“Benadam”, un título sugerente para un thriller en el que la historia cobra protagonismo. Miguel Sánchez Bustos traza en su novela un relato en el que se entremezclan los horrores del holocausto y el legado sefardí en una trama policiaca. Arranca en la Polonia de 1942, cuando un tren llega a su destino: Auschwitz-Birkenau. Una familia viaja en él, son judíos sefardíes detenidos en Francia. En 1990, un atropello a un peatón inicia una investigación sobre los efectos de la víctima: un diario y un medallón.

Miguel Sánchez Bustos –nacido en Santa Cruz de Mudela, pero carolinense de adopción- presentó su último trabajo en el Palacio del Intendente Olavide en un acto con mucha afluencia de público. El autor explicó lo difícil que le había resultado construir la novela. En este sentido, detalló que fue muy doloroso documentarse sobre los campos de concentración para poder plasmarlo en la obra. Y es que su novela da saltos en el tiempo y dibuja tanto el horror vivido por los judíos durante el Holocausto como la huella dejada por los sefardíes. No en vano, la judería de Jaén aparece en alguno de sus capítulos. En este punto, mencionó al presidente de Iuventa, Rafael Cámara, por toda la labor que ha realizado para recuperar y dar a conocer la historia y patrimonio sefardí en la capital.

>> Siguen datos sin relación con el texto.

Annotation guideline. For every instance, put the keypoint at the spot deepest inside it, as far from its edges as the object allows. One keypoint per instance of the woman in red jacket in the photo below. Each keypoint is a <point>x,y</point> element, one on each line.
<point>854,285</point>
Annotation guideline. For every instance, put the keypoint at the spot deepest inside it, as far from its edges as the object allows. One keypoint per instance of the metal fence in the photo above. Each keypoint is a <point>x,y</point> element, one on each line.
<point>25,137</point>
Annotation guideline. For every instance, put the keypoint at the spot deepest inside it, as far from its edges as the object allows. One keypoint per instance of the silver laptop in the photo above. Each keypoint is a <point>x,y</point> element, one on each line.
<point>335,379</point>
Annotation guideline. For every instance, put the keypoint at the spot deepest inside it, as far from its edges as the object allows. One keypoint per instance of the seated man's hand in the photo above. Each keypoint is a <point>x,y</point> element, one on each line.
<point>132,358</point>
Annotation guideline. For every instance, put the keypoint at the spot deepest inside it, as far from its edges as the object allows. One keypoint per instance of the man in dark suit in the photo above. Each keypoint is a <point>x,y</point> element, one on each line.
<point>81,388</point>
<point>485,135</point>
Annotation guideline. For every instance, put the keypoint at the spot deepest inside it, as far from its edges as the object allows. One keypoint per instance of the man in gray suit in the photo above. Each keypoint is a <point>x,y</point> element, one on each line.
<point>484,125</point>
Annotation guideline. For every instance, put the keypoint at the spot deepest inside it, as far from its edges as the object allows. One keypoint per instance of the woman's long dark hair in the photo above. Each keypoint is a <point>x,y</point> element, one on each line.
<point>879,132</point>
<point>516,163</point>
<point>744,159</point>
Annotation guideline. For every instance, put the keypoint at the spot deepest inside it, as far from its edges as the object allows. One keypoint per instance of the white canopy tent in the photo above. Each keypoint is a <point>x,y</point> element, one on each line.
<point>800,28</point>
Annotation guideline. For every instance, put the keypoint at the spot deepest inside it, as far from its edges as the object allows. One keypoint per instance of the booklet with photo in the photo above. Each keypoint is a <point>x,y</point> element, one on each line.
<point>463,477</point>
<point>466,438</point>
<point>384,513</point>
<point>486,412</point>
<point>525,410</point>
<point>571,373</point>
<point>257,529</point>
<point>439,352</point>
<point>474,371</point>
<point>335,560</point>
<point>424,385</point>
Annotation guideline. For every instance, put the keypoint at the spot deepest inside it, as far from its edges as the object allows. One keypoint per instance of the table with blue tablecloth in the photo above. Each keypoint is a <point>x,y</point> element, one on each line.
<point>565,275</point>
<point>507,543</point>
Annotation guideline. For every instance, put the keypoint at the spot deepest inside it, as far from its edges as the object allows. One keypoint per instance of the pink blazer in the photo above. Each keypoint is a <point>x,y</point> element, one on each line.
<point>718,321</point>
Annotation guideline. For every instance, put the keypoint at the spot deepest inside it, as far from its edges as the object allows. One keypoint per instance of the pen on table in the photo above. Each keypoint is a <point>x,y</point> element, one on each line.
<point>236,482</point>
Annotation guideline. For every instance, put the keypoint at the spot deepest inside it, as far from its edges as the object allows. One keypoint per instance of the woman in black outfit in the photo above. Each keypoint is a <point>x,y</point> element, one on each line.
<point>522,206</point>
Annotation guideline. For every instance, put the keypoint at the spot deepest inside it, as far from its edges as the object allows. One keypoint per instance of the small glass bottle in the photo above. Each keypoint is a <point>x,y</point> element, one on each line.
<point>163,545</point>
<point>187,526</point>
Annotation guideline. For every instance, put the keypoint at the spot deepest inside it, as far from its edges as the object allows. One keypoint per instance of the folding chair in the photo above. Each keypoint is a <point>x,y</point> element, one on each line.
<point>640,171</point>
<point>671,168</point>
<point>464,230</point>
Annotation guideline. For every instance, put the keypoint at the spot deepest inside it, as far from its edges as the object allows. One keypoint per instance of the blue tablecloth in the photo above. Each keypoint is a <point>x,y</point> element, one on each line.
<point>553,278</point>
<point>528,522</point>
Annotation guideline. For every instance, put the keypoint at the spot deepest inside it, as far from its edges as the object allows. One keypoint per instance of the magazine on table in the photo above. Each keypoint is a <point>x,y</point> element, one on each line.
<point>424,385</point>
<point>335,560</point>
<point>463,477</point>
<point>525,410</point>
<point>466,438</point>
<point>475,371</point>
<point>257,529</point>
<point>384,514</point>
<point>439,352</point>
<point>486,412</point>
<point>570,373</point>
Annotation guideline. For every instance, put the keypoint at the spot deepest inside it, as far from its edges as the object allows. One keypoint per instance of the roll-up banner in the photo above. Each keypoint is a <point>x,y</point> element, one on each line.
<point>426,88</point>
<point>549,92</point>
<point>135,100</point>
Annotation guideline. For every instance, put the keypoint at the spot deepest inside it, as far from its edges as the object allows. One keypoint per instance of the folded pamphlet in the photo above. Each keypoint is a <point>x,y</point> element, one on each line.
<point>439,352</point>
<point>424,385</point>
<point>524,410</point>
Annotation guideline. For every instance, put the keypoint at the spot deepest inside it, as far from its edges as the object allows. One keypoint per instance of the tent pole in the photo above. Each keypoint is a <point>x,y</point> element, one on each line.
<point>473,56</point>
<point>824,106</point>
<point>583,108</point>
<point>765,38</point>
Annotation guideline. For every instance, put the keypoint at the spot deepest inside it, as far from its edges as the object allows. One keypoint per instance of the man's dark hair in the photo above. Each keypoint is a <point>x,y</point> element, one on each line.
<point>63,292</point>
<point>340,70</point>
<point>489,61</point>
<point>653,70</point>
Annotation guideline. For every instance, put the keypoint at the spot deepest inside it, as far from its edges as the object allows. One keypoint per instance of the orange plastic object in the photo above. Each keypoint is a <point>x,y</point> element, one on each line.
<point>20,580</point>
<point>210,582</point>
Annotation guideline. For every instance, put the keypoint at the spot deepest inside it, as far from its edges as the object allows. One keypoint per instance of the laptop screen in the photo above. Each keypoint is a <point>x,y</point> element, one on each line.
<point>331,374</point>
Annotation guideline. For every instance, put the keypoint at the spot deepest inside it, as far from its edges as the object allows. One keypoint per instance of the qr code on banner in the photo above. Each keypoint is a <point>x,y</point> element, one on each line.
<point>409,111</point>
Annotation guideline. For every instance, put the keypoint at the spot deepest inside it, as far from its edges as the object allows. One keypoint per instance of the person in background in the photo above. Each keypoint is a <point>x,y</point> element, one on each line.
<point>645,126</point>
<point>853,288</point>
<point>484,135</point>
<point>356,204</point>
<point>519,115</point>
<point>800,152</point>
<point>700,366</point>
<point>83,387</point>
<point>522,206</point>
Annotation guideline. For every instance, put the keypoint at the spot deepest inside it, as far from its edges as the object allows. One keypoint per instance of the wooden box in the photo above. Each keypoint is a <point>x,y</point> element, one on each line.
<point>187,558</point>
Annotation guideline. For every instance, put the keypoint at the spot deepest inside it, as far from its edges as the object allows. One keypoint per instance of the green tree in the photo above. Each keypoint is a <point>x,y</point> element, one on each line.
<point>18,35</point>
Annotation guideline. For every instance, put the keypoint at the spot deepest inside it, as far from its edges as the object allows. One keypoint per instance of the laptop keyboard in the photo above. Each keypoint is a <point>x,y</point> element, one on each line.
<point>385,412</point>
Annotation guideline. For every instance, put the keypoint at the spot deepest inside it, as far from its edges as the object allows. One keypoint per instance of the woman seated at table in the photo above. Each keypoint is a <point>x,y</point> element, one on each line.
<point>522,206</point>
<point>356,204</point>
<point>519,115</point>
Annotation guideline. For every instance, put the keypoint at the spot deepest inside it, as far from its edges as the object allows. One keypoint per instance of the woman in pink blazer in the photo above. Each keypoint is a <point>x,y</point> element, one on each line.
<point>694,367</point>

Durante la presentación le acompañaron el concejal de Cultura, Marcos Antonio García, y el profesor de Literatura de la UJA jubilado, José Luis Buendía. Este último, durante su intervención, puso en valor la importancia de la palabra y se detuvo en la figura de Alfonso X, un gran defensor de las letras. En concreto, destacó como en su corte hubo una buena convivencia entre cristianos y judíos. Es más, los sefardíes lo ayudaron en la tarea de protección y difusión de la lengua castellana.
Por su parte, el edil de Cultura remarcó el compromiso del equipo de Gobierno por recuperar la memoria histórica. “En las últimas semanas, hemos presentado varias publicaciones con diferentes temáticas, como ‘Historias de una vida singular’, ‘La Carolina y su partido judicial. 1931-1950’ y la revista homenaje a Miguel Hernández ‘Estrechando las dos orillas, además de la novela que hoy nos ocupa’”, detalló.

Lejos de ser una presentación cerrada, el público asistente se implicó y realizó diferentes preguntas a los ponentes.